The equation \( (y - 1)^2 + x^2 = 1 \) is a classic example of a circle equation. A circle in mathematics is defined as the set of all points in a plane that are equidistant from a fixed point called the center. The general form of a circle equation is \( (x - h)^2 + (y - k)^2 = r^2 \), where \( (h, k) \) is the center of the circle and \( r \) is the radius.
This particular equation shows a circle centered at \( (0, 1) \), since the equation compares to the form \( (0 - x)^2 + (y - 1)^2 = 1^2 \).
The radius, \( r \), is the square root of the constant on the right-hand side, which is 1. Hence, the radius is also 1.
This tells us that every point on the circle is 1 unit away from the center \( (0, 1) \). Understanding this form is crucial when graphing circles, as it allows us to quickly identify the center and radius.

In order to graph the circle described by the equation, solving for \( y \) requires rewriting the equation in terms of \( y \).
First, isolate \( (y - 1)^2 \) by moving \( x^2 \) to the other side of the equation:

\( (y - 1)^2 = 1 - x^2 \).
Next, take the square root of both sides to eliminate the square on \( y - 1 \):

• \( y - 1 = \sqrt{1 - x^2} \) and \( y - 1 = -\sqrt{1 - x^2} \).

Now solve for \( y \) by adding 1 to each part:

• \( y = 1 + \sqrt{1 - x^2} \)
• \( y = 1 - \sqrt{1 - x^2} \)

These equations represent the top and bottom halves of the circle (semi-circles). The "+" solution represents the upper half, and the "−" solution represents the lower half.
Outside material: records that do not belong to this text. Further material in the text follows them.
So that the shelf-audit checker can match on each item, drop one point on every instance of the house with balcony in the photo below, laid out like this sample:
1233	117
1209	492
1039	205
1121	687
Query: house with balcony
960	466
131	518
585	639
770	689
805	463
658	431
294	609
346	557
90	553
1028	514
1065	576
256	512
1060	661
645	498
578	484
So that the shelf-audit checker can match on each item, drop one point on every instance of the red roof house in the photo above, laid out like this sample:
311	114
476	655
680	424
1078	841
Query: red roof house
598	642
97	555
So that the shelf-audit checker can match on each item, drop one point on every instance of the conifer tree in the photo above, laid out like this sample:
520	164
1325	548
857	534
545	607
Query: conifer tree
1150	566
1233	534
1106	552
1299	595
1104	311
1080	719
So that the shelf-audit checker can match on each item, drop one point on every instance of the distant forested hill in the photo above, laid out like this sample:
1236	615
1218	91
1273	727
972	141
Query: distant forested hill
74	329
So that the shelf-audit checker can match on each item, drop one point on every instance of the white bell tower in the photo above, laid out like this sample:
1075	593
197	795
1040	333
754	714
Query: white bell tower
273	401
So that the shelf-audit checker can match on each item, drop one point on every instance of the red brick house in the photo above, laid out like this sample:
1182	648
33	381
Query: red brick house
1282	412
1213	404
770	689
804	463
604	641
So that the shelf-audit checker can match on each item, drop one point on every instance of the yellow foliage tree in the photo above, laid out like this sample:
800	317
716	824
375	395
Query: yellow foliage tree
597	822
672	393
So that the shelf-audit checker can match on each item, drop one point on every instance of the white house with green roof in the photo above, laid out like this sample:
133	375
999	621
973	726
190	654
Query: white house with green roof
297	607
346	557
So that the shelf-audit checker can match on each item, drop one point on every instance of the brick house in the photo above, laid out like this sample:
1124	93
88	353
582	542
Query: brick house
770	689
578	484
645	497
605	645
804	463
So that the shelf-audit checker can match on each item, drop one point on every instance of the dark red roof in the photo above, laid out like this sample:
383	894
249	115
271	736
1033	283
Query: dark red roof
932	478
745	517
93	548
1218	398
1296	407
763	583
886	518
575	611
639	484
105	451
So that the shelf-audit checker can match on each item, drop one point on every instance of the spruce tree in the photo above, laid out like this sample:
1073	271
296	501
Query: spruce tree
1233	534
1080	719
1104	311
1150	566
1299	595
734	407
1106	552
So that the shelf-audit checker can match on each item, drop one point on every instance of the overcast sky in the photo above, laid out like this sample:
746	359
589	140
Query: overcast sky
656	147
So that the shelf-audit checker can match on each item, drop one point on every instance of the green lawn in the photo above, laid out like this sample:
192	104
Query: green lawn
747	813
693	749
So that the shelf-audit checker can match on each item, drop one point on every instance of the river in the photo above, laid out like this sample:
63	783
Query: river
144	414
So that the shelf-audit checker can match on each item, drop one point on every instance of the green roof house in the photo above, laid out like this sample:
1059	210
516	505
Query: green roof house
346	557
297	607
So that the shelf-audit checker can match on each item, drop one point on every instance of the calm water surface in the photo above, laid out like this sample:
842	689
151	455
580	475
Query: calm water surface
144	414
The domain of \( x \) is critical when graphing, as it shows the interval of \( x \) values that keep the circle equation defined and real.
For this particular equation, consider the expression inside the square root, \( \sqrt{1 - x^2} \).
The square root is only defined for non-negative numbers, so you set the expression under the square root to be greater than or equal to zero:

• \( 1 - x^2 \geq 0 \)

This inequality can be transformed to find the range of \( x \):

• \( x^2 \leq 1 \)

This means that \( -1 \leq x \leq 1 \). So, the domain for \( x \) in this circle is \( x \) values between -1 and 1, inclusive.
This domain ensures the circle is graphed correctly and remains a real, visual representation of the equation.

When the circle equation \( (y - 1)^2 + x^2 = 1 \) is broken into two separate equations of \( y \), it results in the equation describing two semi-circles.

• The equation \( y = 1 + \sqrt{1 - x^2} \) describes the upper semi-circle.
• The equation \( y = 1 - \sqrt{1 - x^2} \) describes the lower semi-circle.

Each of these semi-circles half the original circle, which allows graphers to ensure both the top and bottom are included.
This also simplifies the process of dividing and visualizing the circle.
By graphing each equation separately within the domain of \( x \), \( -1 \leq x \leq 1 \), you will see the familiar round shape of a circle materialize in two halves.
Remembering that each half is a separate equation allows graphers flexibility and accuracy when rendering circle graphs.